Global economic uncertainty is continuing to weigh on the Western Australian economy, but the state's peak industry group is nonetheless forecasting economic growth of 6.5 per cent for the 2012-13 financial year.
WA's Chamber of Commerce and Industry released its quarterly business outlook today, which also predicted 6.5 per cent economic growth for 2013-14.
The previous edition of the outlook forecast growth of 7.5 per cent and 7 per cent, for 2012-13 and 2013-14, respectively.
The CCI predicted business investment would grow by 15 per cent in 2012-13, easing to five per cent in 2013-14.
Population growth and lower interest rates will see consumer spending grow by 4.75 per cent in 2012-13, and a further 4.5 per cent in 2013-14.
The greatest concern for WA is the slowdown of China's economy, the report said, with Chinese growth easing to 7.6 per cent annual in June.
Export forecasts were revised down to 5 per cent for 2012-13, largely on the back of falling Chinese steel production and lower commodity prices.
The CCI said it expected exports to bounce back in 2013-14 however, and grow around 10 per cent.
"While the accepted consensus is that China's economy has slowed, there are concerns that China may be in for a hard landing, with some indicators already showing a sharper than expected slowdown," the report said.
"If activity in the Chinese economy begins to slow further, it could translate into weaker steel production and have a significant impact on WA through weaker demand for iron ore."
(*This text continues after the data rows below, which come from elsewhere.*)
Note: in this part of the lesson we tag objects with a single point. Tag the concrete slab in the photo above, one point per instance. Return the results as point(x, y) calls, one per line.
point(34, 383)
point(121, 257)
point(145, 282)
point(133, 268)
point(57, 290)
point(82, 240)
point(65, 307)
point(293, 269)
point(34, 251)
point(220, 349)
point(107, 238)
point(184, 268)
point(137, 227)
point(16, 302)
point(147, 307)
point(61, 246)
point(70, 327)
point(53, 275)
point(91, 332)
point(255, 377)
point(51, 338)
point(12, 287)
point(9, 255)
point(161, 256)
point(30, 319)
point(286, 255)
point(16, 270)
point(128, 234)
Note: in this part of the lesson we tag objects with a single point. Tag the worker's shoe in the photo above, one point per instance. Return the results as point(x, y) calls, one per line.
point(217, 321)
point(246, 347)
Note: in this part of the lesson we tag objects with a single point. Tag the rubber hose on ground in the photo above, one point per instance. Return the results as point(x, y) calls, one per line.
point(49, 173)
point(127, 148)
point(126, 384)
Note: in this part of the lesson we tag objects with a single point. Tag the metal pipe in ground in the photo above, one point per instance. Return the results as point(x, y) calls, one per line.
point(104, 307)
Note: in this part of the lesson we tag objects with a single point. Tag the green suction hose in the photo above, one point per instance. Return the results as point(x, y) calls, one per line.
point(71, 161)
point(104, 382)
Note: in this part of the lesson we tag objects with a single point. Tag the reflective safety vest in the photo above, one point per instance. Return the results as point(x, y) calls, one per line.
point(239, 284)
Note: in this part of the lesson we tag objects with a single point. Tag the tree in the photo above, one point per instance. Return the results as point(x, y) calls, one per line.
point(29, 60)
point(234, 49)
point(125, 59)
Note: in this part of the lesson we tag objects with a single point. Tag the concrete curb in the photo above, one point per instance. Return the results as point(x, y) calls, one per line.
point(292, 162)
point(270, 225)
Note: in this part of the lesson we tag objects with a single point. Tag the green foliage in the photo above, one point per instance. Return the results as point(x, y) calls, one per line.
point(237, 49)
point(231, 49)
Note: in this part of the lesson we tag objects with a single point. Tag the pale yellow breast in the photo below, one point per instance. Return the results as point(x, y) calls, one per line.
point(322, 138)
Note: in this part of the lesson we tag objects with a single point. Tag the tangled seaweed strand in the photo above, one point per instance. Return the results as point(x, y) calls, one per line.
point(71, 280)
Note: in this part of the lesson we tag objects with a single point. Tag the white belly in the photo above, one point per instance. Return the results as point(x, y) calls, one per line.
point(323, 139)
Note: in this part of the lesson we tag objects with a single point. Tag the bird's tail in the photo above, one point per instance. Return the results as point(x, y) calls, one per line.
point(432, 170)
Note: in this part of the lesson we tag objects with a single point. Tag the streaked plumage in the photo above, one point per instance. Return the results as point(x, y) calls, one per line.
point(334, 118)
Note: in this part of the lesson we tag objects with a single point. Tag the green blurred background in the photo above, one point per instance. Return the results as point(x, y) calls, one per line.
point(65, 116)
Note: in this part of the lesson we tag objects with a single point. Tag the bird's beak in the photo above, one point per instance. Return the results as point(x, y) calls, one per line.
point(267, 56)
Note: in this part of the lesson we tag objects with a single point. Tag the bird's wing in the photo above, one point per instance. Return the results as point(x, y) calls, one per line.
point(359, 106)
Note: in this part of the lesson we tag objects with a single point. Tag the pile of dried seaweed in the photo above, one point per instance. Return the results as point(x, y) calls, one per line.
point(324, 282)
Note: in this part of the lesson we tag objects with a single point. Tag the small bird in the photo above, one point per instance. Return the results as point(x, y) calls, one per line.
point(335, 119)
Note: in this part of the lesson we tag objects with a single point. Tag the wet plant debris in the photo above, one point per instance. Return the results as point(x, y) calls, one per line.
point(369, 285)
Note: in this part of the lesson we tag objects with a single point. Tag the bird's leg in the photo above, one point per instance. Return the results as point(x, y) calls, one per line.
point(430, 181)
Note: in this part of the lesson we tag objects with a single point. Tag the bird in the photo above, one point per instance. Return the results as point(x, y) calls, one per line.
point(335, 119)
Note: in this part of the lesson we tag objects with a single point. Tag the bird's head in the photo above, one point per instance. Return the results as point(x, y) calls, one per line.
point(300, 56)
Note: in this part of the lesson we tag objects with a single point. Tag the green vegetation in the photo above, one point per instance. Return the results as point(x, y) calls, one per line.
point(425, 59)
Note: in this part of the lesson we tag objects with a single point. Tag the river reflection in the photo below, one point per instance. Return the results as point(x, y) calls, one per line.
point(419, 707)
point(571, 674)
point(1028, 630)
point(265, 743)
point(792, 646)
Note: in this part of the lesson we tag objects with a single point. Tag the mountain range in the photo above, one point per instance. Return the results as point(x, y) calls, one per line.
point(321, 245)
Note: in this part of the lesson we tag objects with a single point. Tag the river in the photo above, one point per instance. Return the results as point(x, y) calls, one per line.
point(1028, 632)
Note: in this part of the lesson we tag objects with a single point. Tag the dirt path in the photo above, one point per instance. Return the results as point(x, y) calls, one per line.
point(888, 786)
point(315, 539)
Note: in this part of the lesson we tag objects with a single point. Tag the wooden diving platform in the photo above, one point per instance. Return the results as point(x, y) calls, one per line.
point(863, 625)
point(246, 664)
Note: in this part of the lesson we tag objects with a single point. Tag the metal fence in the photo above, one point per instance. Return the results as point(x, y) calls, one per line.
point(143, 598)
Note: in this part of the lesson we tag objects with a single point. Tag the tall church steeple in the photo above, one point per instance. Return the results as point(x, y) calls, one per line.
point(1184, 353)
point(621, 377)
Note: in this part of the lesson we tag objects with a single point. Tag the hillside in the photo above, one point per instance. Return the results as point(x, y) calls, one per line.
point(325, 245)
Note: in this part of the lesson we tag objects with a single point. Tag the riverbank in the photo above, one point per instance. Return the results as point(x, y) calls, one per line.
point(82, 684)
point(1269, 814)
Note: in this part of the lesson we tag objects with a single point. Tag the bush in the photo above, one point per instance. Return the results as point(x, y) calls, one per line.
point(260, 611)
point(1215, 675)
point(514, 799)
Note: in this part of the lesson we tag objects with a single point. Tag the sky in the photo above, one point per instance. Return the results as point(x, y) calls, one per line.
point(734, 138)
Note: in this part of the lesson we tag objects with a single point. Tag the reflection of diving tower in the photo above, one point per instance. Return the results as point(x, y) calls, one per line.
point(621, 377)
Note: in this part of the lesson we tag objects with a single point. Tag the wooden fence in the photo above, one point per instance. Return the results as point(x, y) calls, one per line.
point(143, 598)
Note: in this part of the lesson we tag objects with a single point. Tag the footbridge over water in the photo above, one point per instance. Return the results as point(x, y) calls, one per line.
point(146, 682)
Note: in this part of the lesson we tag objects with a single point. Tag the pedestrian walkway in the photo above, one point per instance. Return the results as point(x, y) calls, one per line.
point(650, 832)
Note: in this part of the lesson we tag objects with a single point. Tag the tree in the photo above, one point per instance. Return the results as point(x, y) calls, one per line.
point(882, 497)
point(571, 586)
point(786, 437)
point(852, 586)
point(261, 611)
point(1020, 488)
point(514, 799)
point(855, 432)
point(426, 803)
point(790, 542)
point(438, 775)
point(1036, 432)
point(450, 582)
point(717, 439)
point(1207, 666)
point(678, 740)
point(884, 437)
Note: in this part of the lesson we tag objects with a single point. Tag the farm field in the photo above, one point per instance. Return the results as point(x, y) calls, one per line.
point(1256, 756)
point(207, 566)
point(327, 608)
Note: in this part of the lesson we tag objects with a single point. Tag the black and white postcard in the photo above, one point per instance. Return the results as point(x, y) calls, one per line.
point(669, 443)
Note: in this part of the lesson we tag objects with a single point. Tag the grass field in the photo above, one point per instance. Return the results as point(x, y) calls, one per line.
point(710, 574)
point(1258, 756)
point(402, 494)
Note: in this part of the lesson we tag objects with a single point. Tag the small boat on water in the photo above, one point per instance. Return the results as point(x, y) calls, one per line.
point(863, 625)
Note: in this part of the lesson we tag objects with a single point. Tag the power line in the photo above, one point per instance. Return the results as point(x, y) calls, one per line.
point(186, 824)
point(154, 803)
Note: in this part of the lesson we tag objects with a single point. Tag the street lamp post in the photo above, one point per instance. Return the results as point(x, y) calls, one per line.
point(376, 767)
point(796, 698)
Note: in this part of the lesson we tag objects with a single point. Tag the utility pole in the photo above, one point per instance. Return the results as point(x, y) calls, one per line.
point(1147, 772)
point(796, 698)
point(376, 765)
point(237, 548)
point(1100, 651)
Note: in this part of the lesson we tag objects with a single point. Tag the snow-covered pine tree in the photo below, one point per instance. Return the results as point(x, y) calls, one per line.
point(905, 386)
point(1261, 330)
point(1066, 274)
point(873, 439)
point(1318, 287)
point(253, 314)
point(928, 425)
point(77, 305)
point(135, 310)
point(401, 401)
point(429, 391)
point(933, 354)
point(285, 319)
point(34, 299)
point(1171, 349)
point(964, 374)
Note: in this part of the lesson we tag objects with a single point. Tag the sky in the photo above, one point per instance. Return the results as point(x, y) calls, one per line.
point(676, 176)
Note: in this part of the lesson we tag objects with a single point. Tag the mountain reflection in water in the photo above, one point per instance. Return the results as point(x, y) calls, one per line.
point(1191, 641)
The report warned that a major slowdown in the Chinese economy could result in some of the $128 billion in planned projects in WA fail to move to construction.
Other risks to WA's growth are rising concerns that the US economy could endure a significant slowdown, while there is also some likelihood that the sovereign debt crisis in Europe could worsen and have spillover effects on global markets.
"Even if these risks were to eventuate, the WA economy is expected to remain strong in the short term, due to the pipeline of projects under construction.